In the proposed Scheme to co-ordinate Secondary admissions in Kent 2009/10, the Secretary of State has clarified that the 'head teacher assessment' comes within the definition of a non-statutory 'local review' and has reiterated that there will be no right of appeal against the outcome of a child's assessment, but parents may make an admission appeal if their child is refused admission to any school. This is in line with the law contained within the Appeals Code which came into place from 1st March this year.
"head teacher assessment" - a stage in the assessment process in which a child's primary school may if necessary submit additional evidence and a written statement to a head teacher panel to enable a final assessment of suitability to grammar school to be made."
We now have a level playing field between appeals to selective and non-selective schools.
Appeals panels must work on the basis that it must comply with the parent's preference unless:
(a)this is not compatible with its approved admission arrangements; or
(b)this would prejudice the provision of efficient education or use of resources.

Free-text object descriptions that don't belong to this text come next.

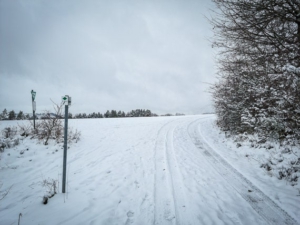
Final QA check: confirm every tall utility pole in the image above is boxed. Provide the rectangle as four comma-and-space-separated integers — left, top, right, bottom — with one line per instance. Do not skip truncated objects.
31, 90, 36, 129
62, 95, 71, 193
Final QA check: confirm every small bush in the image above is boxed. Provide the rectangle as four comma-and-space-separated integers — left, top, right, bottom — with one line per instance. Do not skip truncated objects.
18, 123, 31, 137
261, 163, 272, 171
14, 138, 20, 146
33, 102, 64, 145
2, 127, 17, 139
41, 178, 58, 204
68, 129, 81, 143
0, 141, 5, 152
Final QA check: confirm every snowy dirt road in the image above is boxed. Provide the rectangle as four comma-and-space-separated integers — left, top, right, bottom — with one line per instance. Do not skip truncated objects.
0, 115, 299, 225
150, 116, 297, 225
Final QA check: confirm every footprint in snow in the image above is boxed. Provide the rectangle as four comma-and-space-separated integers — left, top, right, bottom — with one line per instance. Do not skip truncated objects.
127, 211, 134, 217
125, 211, 134, 225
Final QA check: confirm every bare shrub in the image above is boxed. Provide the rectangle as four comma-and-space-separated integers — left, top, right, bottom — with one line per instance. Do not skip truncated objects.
0, 126, 21, 151
0, 141, 5, 153
35, 101, 64, 145
68, 128, 81, 143
33, 101, 80, 145
2, 127, 17, 139
40, 178, 58, 204
278, 165, 299, 186
13, 138, 20, 146
5, 139, 12, 148
42, 178, 57, 195
18, 123, 31, 137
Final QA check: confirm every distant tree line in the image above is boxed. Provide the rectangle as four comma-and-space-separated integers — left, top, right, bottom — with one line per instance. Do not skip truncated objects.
0, 109, 29, 120
0, 108, 187, 120
73, 109, 158, 119
0, 108, 164, 120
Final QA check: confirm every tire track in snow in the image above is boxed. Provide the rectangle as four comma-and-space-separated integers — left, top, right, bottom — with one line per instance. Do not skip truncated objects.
153, 118, 198, 225
187, 119, 298, 225
165, 126, 184, 225
153, 120, 177, 225
165, 123, 197, 225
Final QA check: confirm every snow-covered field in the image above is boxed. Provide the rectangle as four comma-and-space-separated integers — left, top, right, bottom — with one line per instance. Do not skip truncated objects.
0, 115, 299, 225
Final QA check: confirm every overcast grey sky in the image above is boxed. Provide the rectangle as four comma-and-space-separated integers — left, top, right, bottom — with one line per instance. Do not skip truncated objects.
0, 0, 217, 115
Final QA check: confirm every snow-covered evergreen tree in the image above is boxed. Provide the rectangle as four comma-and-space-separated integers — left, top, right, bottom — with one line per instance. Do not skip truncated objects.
1, 109, 8, 120
16, 111, 24, 120
104, 110, 110, 118
8, 110, 16, 120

It is a two-stage process, (a)the first of which is where the panel should decide whether the school's admission arrangements have been correctly applied. In the case of a grammar school where the passing of the 11+ is a requirement for entry, the appeal would presumably now be disallowed because of non-qualification;
(b) requires that the panel must then satisfy itself that prejudice exists.
If the panel agrees that the admissions arrangements have been correctly applied and that there would be prejudice, it moves to the next stage - the balancing stage
At this stage the panel must
consider whether the parents' grounds for their child to be admitted outweight any prejudice to the school. In other words, the grounds must be alllowable: Non-qualification is not an allowable ground.